Like the majority of Gawain romances, Marriage places Arthur's court at Carlisle (line 1), and sets its action in Inglewood Forest, and specifically at the Tarn Wathelene (lines 32, 51). Arthur is presumably hunting when he encounters the "bold barron," as are the main characters in Ragnelle, Carlisle, Awntyrs, and several others in this group of romances. These linkages of plot and detail do not, however, demonstrate that Marriage is a popular refashioning of an earlier written or literary narrative.

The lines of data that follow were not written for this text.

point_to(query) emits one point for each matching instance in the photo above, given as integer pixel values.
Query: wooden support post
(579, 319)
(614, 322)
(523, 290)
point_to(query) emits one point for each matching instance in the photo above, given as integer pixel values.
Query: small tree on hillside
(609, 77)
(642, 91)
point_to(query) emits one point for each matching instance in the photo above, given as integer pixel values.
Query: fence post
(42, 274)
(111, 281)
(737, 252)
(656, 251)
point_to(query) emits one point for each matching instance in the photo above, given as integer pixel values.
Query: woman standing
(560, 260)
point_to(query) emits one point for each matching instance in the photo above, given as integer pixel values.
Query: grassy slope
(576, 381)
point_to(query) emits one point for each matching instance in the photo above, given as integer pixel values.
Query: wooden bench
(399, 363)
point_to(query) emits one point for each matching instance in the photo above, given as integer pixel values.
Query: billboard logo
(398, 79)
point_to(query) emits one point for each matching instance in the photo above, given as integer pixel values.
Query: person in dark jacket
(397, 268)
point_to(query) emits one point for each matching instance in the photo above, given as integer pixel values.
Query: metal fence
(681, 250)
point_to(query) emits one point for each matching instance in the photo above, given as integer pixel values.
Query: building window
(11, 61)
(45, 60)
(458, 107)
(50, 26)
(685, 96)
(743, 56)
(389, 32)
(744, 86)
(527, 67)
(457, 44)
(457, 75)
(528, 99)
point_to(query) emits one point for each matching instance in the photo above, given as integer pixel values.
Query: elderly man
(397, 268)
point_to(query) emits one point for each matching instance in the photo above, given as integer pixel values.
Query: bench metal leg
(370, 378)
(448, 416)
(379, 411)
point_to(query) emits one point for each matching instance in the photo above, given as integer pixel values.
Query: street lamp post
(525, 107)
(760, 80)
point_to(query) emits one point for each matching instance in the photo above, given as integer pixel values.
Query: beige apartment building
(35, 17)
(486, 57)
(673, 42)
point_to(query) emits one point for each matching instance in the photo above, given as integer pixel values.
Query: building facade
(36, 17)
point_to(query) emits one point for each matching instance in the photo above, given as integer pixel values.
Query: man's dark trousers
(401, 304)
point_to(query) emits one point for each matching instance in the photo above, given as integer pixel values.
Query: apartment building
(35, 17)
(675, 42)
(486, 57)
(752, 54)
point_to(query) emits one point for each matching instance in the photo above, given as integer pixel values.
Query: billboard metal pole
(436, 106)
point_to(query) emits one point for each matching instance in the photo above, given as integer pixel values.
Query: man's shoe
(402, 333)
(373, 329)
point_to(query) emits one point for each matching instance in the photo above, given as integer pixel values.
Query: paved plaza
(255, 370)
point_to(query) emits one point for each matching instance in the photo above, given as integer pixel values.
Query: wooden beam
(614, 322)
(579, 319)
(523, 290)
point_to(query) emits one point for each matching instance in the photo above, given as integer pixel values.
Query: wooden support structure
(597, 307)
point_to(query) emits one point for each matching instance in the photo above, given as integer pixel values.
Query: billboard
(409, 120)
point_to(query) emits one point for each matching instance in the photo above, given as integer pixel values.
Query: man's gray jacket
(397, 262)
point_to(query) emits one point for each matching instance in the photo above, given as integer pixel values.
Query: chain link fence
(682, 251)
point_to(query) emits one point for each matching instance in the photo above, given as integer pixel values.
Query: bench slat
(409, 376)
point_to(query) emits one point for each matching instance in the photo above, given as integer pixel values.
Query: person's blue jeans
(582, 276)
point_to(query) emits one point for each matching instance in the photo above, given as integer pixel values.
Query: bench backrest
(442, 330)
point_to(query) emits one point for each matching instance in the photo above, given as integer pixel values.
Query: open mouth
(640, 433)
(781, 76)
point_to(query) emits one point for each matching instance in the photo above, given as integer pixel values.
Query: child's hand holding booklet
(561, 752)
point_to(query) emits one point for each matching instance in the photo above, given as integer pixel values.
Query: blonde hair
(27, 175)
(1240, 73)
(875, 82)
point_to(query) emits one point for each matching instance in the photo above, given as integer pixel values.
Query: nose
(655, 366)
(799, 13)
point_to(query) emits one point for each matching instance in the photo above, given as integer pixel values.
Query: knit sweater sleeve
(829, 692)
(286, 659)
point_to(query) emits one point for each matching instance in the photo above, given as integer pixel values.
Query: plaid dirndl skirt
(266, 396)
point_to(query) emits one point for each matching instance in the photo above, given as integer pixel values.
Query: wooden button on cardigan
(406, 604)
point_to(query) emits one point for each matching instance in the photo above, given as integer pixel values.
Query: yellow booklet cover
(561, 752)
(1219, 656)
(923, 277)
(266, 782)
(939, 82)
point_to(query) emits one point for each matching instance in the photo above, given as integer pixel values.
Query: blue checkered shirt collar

The Percy Folio poem may well be the record of one more retelling of a story that had been popular at least from the time of King Edward I, and that, in addition to giving rise to a group of literary renditions, must have circulated widely in oral performances throughout the Middle Ages and the Renaissance. As such, it bears witness to Gawain's huge celebrity with an astonishing variety of audiences, and across centuries of enormous cultural change. The social milieu and the precise nature of the performance represented by Marriage are vividly defined in the fictional portrayal that Howard Pyle inserts into his Merry Adventures of Robin Hood (1883); in this children's narrative, Robin's first adventure is a meeting in a tavern with a Tinker-minstrel, who sings "an ancient ballad of the time of good King Arthur, called the Marriage of Sir Gawaine, which you may some time read, yourself, in stout English of early times" (New York: Dover, 1968, p. 19). Pyle's portrayal of this impromptu performance before a tavern audience at the edge of Sherwood Forest likely corresponds to the sort of setting in which the compiler of the Percy Folio Manuscript heard the version of Marriage that he wrote down.
Like Cornwall, Marriage is composed in ballad meter, namely four-line stanzas rhyming xaxa. The lines tend not to fall into regular metrical feet; instead they alternate, with four-stress unrhymed lines followed by three-stress lines containing the rhyming final word. As the oral sources of the meter would suggest, the poetry is most effective when read aloud; lines that "sound" clumsy when not vocalized take on life in spoken form.
Text
The Marriage of Sir Gawain survives, though mutilated, in the Percy Folio Manuscript, pp. 46-52 (described in the introductory material to The Greene Knight). In transcribing the cramped and fading hand, I have been aided by the editions of Madden, Furnivall and Hales, and Child, and I have sometimes followed their readings and reconstructions for letters and words that now appear indistinct or indecipherable. I have regularized orthography, so that u/v and i/j appear according to modern usage; abbreviations have been silently expanded, numerals spelled out, and modern punctuation and capitalization added.